Logging and Analytics Operations Specialist
HY Legan and Services is an outsourcing company that has clients in Europe, USA and Asia. We are seeking a Logging and Analytics Operations Specialist to work in one of our valued client offices in London, UK. Our client is a social media video content platform for creating and sharing short lip-sync, comedy, and talent videos and with offices in most EMEA and AMS countries.

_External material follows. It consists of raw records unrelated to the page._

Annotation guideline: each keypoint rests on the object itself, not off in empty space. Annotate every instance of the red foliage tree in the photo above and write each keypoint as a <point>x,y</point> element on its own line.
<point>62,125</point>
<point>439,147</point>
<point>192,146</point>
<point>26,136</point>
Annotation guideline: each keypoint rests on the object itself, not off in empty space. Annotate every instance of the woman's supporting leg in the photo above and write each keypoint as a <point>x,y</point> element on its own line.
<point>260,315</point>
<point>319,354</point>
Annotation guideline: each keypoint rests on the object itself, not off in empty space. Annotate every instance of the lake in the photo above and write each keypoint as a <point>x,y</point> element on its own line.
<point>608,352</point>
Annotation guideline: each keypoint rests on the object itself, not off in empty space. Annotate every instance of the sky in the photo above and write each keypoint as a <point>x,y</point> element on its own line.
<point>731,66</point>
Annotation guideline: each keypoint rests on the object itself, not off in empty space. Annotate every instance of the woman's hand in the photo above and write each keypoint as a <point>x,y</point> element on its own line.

As a direct report to the Logging and Analytics Platform Operations Lead within the Business Operations team, you will be a part of the Security Operations team responsible for Enterprise Defense Operations and Platform Management, Hosting Platform Defense Operations, and Global Security Technology Operations.You will also be responsible for supporting the Logging and Analytics Platform Operations Lead and cross functional partners in deploying, integrating, and managing, technologies to support the security and protection of data in accordance with relevant geographical regulations, contractual commitments, and confidentiality requirements.
Responsibilities:- Determine requirements and deploy logging capabilities across applications, infrastructure, databases, and networks;
- Develop strategy for ingestion and extraction of log data from various sources, including integrations with SIEM;
- Define conditions and logic to identify unauthorized/inappropriate activities and indicators of compromise, including triage and escalation of suspected events;
- Optimise and tune existing correlation rules and alerts to reduce false positives;
- Develop and apply data models to event logs for advanced analytics;
- Support root cause analysis, debugging, post-mortem analysis of cybersecurity incidents in partnership with other security functions;
- Develop and report metrics on logging capabilities and trends based on analysis;
- Perform analysis of logging and monitoring coverage and onboard new data sources;
- Review and assess utilization of logging and monitoring tooling;
- Develop standard operating procedures and trainings for each technology;
- Architect and continuously improve security technology stack, process and procedures, support model and cross-function interactions;
- Define and execute (as needed) procedures to validate the effectiveness of the design, deployment, and management of security controls that aim to maintain confidentiality, integrity, and availability of enterprise data assets and technology platforms;
- Data ingestion, integration, parsing, correlation, creating dashboards and alerts in SIEM.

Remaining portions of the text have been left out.